Si è tirato a campare, sono stati bruciati 15 miliardi di euro (pubblici) in 15
anni, si è disintegrato un patrimonio umano e tecnologico tra i primi nel mondo
(tali eravamo fino a pochi anni fa), fino ad arrivare a una realtà che solo
facce di bronzo come Prodi, Berlusconi, Casini, Bertinotti, Fini e compagnia
cantante hanno il coraggio di mistificare e su cui si permettono di dissertare,
come se la qualità o la stessa esistenza di un servizio pubblico fosse
assimilabile a quella di una squadra di calcio.
Le
casse sono vuote, i crediti esauriti, Alitalia perde 1,5 milioni al giorno, i tour operator non comprano più i nostri
voli, il personale è ridotto all’osso, le professionalità sempre più esaurite,
gli aerei sempre più vecchi e obsoleti, il management
incapace o approssimativo.
Il
governo, i governi tutti, hanno fatto marcire la situazione, sorretti e
sospinti dalle burocrazie e dalle corporazioni sindacali. Quello attuale,
moribondo, sembra voler salvare il salvabile, mentre Berlusconi spara le sue
solite balle, fomentato dai razzisti della Lega.
Nessuno
dice che con 138 milioni, 10 cent. ad azione, l’Air France comprerebbe tutta
l’Alitalia, compreso il 2% di azioni Air France (entrato nelle casse dell’azienda
dopo uno scambio azionario di qualche anno fa) che vale, oggi, 150 milioni!
Vista
dall’alto, la crisi Alitalia sembra giocarsi tra questioni relative alla sua
italianità o meno, alla centralità reale o solo politica di Malpensa e del
nord, soprattutto all’opprtunità di un suo recupero attraverso però la vendita
a privati ("industrialmente seri", come i francesi, o politicamente
sponsorizzati, come Toto) in alternativa il commissariamento. Tutto reso più
iperbolico e paradossale dall’amplificazione elettorale, ancora una volta
caratterizzata dallo slogan: Il mio culo per un voto! (Il Male).
Da
qua sotto, al solito, la visione è tutt’altra, molto più prosaica e realistica:
ci stiamo preparando all’ennesima (forse ultima, forse no) aggressione al
nostro posto di lavoro, al nostro salario, ai nostri diritti. Come non
bastassero i morti e i feriti che abbiamo lasciato sul campo del risanamento
attraverso tutti i cosiddetti ammortizzatori sociali: cassa integrazione,
solidarietà, mobilità, prepensionamento, flessibilità, precarietà, mancati
rinnovi contrattuali, blocco degli straordinari e dei corsi di formazione,
azioni ai dipendenti…
Oggi,
riparte il solito teatrino. I maggiori artefici di questo scempio, ossia le
burocrazie sindacali (Cgil Cisl Uil e Ugl) e le corporazioni di piloti (Up e Anpac,
espressione di An) e assistenti di volo (Sdl, legata a Rifondazione, Avia e Anpav)

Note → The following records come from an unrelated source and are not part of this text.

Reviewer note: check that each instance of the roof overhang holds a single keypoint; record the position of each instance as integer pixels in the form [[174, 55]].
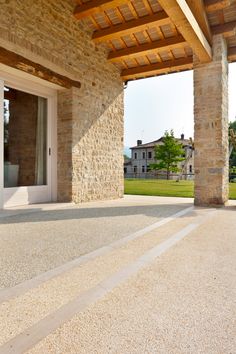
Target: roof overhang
[[155, 37]]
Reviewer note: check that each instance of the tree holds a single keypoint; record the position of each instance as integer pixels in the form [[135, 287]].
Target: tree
[[168, 154]]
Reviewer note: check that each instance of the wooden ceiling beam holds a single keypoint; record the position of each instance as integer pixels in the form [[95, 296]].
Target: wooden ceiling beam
[[157, 69], [147, 48], [216, 5], [227, 29], [183, 18], [198, 10], [232, 54], [95, 6], [132, 26]]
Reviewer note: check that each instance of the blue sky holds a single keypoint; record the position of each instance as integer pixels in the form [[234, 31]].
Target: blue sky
[[166, 102]]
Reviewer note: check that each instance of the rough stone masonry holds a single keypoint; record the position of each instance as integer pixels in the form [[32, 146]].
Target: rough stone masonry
[[90, 118], [211, 127]]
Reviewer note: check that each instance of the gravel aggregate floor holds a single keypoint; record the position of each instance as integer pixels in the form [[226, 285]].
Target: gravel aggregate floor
[[35, 239]]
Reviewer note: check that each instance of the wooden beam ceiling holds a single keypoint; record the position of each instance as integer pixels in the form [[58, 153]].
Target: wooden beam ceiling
[[232, 54], [198, 10], [140, 24], [181, 15], [95, 6], [227, 29], [147, 48], [157, 69], [216, 5]]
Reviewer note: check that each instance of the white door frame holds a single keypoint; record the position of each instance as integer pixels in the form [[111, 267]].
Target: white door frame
[[32, 194], [1, 145]]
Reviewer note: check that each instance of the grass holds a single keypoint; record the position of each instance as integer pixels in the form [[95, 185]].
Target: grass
[[166, 188]]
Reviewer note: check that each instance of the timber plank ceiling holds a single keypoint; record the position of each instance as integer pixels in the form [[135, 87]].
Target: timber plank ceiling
[[155, 37]]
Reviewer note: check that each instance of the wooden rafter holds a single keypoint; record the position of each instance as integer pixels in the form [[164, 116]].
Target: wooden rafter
[[157, 69], [215, 5], [94, 6], [140, 24], [198, 10], [232, 54], [181, 15], [227, 29], [147, 48]]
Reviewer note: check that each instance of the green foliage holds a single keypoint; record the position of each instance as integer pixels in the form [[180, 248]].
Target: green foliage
[[232, 158], [168, 155], [232, 125]]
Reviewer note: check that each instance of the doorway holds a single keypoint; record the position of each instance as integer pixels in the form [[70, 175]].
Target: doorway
[[28, 143]]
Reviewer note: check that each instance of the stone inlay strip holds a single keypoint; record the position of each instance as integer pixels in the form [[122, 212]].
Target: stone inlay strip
[[21, 288], [43, 328]]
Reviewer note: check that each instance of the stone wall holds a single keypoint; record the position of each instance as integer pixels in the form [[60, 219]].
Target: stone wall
[[90, 119], [211, 127]]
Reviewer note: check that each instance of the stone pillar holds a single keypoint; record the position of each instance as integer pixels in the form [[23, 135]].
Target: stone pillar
[[211, 127]]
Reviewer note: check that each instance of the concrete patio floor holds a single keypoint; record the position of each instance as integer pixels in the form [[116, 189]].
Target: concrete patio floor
[[135, 275]]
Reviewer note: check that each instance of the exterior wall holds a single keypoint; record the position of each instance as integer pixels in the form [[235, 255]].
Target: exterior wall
[[90, 119], [211, 127]]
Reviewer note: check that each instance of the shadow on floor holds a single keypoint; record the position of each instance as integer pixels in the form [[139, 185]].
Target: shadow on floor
[[39, 215]]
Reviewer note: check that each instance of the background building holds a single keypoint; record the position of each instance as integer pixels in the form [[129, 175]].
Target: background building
[[142, 157]]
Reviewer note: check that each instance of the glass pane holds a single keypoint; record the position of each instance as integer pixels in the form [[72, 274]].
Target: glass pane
[[25, 139]]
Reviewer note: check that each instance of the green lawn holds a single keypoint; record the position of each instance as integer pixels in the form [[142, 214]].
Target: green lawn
[[165, 188]]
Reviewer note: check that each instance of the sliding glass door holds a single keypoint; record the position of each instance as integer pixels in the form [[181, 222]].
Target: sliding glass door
[[26, 144]]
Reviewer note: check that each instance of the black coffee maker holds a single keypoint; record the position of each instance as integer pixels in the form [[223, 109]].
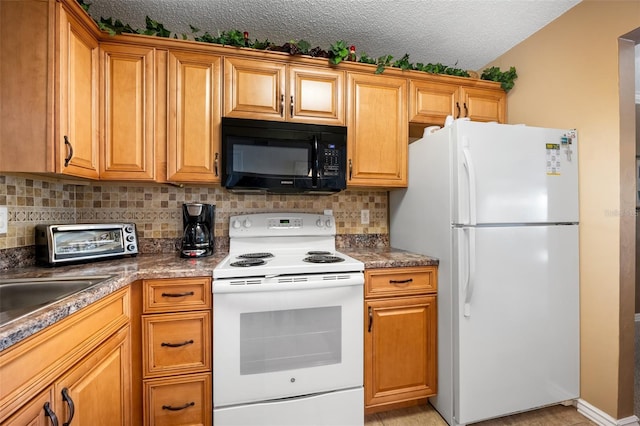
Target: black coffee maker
[[197, 240]]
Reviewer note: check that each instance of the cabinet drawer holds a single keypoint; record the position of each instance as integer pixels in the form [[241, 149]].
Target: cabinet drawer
[[176, 343], [174, 295], [182, 400], [29, 366], [400, 281]]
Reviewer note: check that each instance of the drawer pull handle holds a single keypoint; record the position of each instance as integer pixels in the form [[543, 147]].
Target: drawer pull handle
[[170, 408], [186, 293], [72, 408], [177, 345], [69, 150], [48, 412], [410, 280]]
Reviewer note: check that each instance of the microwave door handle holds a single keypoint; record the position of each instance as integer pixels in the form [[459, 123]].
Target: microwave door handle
[[314, 167]]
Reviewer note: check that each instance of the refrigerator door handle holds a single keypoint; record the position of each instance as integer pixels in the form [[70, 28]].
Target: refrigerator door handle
[[471, 270], [471, 174]]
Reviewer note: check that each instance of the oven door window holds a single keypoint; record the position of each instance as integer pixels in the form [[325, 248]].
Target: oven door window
[[271, 159], [98, 241], [290, 339]]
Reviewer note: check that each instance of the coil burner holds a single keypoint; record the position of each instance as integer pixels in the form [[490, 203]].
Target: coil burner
[[263, 255], [323, 258], [248, 262]]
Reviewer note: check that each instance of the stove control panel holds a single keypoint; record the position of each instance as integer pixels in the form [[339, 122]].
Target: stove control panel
[[278, 224], [294, 222]]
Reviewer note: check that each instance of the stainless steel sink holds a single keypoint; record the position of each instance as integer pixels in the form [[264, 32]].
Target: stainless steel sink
[[20, 297]]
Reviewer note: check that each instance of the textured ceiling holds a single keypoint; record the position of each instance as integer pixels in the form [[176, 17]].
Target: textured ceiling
[[467, 34]]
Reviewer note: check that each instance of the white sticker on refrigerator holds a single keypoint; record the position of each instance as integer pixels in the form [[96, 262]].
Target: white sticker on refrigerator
[[553, 159]]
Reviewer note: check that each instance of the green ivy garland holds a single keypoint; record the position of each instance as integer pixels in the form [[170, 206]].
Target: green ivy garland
[[338, 52]]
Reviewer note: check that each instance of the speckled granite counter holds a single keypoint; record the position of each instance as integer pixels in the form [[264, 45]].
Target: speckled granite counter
[[126, 271]]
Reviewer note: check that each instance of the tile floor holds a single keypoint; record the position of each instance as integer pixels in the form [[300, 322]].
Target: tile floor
[[426, 415]]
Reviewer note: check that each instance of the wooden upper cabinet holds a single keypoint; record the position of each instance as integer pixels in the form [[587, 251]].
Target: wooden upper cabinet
[[78, 100], [194, 103], [127, 112], [254, 89], [377, 139], [267, 90], [48, 89], [431, 101]]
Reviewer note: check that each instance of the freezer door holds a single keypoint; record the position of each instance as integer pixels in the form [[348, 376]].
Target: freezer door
[[516, 342], [514, 174]]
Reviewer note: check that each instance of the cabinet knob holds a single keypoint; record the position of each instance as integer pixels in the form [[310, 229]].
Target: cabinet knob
[[72, 409], [281, 105], [67, 159], [48, 412]]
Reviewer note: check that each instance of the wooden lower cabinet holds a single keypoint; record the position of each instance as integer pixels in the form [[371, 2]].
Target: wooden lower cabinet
[[98, 388], [176, 351], [182, 400], [34, 413], [400, 338]]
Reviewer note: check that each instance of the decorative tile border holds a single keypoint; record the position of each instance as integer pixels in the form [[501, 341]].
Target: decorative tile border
[[156, 209]]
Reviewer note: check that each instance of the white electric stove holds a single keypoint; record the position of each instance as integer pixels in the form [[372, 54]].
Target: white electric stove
[[270, 244], [288, 334]]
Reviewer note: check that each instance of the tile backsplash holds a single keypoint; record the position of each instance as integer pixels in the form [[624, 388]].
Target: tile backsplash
[[156, 209]]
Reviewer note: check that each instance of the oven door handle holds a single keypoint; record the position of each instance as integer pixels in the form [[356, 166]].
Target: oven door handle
[[247, 285], [315, 161]]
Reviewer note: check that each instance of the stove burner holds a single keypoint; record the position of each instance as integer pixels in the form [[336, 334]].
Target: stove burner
[[255, 255], [248, 262], [323, 259]]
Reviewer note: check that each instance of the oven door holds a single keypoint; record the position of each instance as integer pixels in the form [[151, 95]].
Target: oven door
[[280, 339]]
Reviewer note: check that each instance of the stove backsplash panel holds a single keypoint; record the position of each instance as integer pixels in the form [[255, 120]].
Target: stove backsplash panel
[[156, 209]]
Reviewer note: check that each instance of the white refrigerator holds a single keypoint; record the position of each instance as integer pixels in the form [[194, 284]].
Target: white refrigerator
[[498, 206]]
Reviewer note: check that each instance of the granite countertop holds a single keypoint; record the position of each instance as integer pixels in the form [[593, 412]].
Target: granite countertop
[[127, 270]]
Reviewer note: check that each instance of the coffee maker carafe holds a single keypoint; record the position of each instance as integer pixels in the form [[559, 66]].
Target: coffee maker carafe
[[198, 222]]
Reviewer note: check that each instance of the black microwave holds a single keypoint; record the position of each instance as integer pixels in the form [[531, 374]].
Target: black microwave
[[283, 158]]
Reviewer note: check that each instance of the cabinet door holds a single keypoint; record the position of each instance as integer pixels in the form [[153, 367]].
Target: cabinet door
[[432, 102], [180, 400], [484, 104], [316, 96], [77, 136], [378, 131], [400, 349], [254, 89], [97, 390], [193, 137], [127, 112], [37, 412]]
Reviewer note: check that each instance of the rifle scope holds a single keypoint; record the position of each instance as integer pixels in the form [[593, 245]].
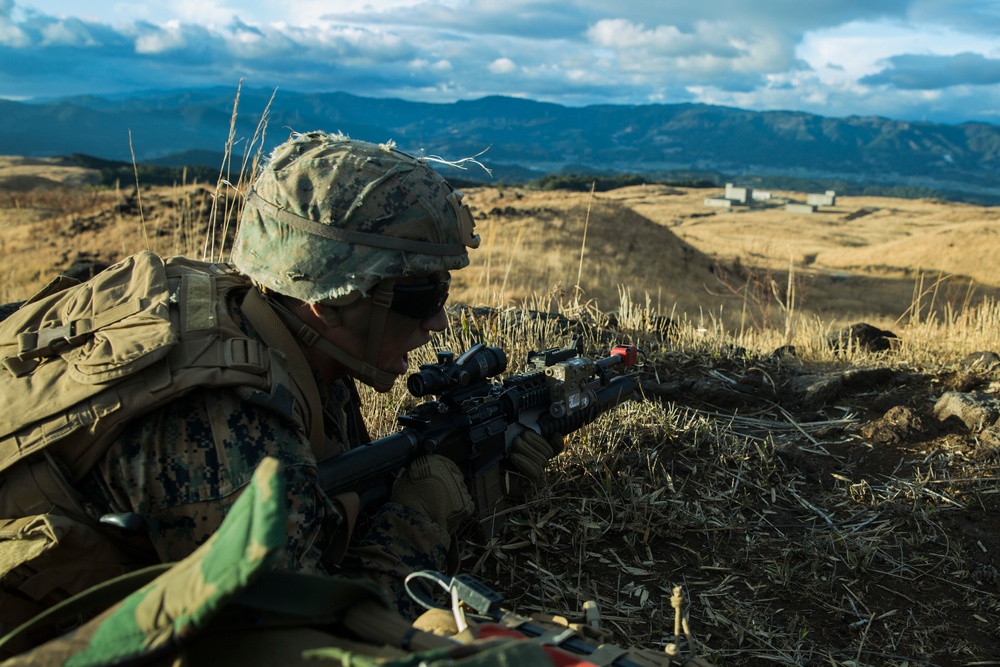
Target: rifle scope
[[478, 363]]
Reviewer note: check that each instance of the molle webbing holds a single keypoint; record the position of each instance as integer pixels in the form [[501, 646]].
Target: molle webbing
[[76, 392]]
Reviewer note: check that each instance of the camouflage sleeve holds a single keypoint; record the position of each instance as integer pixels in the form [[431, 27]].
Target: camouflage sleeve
[[183, 466]]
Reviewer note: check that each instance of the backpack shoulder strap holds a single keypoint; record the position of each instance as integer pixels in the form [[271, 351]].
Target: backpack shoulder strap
[[270, 327]]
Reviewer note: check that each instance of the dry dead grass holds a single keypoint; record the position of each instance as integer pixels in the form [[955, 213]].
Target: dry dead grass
[[758, 482]]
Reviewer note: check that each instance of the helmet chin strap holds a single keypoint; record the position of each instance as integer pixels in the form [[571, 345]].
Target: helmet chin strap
[[366, 370]]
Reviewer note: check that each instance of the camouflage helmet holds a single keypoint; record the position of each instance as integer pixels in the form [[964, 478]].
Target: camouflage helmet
[[330, 217]]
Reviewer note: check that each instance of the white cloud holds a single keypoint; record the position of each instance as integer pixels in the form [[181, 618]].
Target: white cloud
[[165, 38], [813, 56], [502, 66]]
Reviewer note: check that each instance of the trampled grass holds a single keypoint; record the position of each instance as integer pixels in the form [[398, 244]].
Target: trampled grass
[[757, 480]]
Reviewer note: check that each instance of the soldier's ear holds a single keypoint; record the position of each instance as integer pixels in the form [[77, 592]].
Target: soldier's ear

tuonano dissenso e minacciano battaglia se il loro settore di riferimento non
sarà salvato (a un palmo dal culo mio…). Ben sapendo che, ormai, non rimane più
molto da salvare, continuano a condurre una trattativa a perdere solo per
salvare la faccia (e i voti), una trattativa sulla quale hanno rinunciato già
da un decennio. In pratica, si fanno "pagare" per gestire il
tracollo! Immagino che le compagne lavoratrici e i compagni lavoratori
resteranno stupiti, ma in Alitalia, con 18 mila lavoratori ci sono più di 500
delegati ufficiali (più numerosissimi distacchi e incarichi e permessi
regionali, per congressi…), ossia circa un delegato ogni 36 lavoratori…
A
lottare davvero rimane solo la Cub Trasporti che, pur con i suoi limiti
strutturali e teorici, continua più che strenuamente a difendere l’unica
posizione sindacalmente possibile: mantenimento della compagnia nella proprietà
e nel controllo pubblici, azzeramento delle consulenze e delle forniture,
rientro di tutti i settori esternalizzati e reintegro dei lavoratori coinvolti,
ricostituzione di una azienda unica, azzeramento dei vertici dirigenziali.
L’Air
France promette quasi tremila esuberi e condanna altri cinquemila lavoratrici e
lavoratori a un futuro incerto, anzi nefasto, in cambio del risanamento. I
politici di destra-centro-sinistra fanno campagna elettorale mentre i burocrati
e i corporativi del sindacato prendono tempo e, così facendo ci portano verso
il fallimento (18 mila posti di lavoro, più l’indotto, più il collasso del
sistema logistico del Paese). Le lavoratrici ed i lavoratori, esauriti da 15
anni di vertenze a perdere (regolarmente perse…) si chiedono: padella o brace?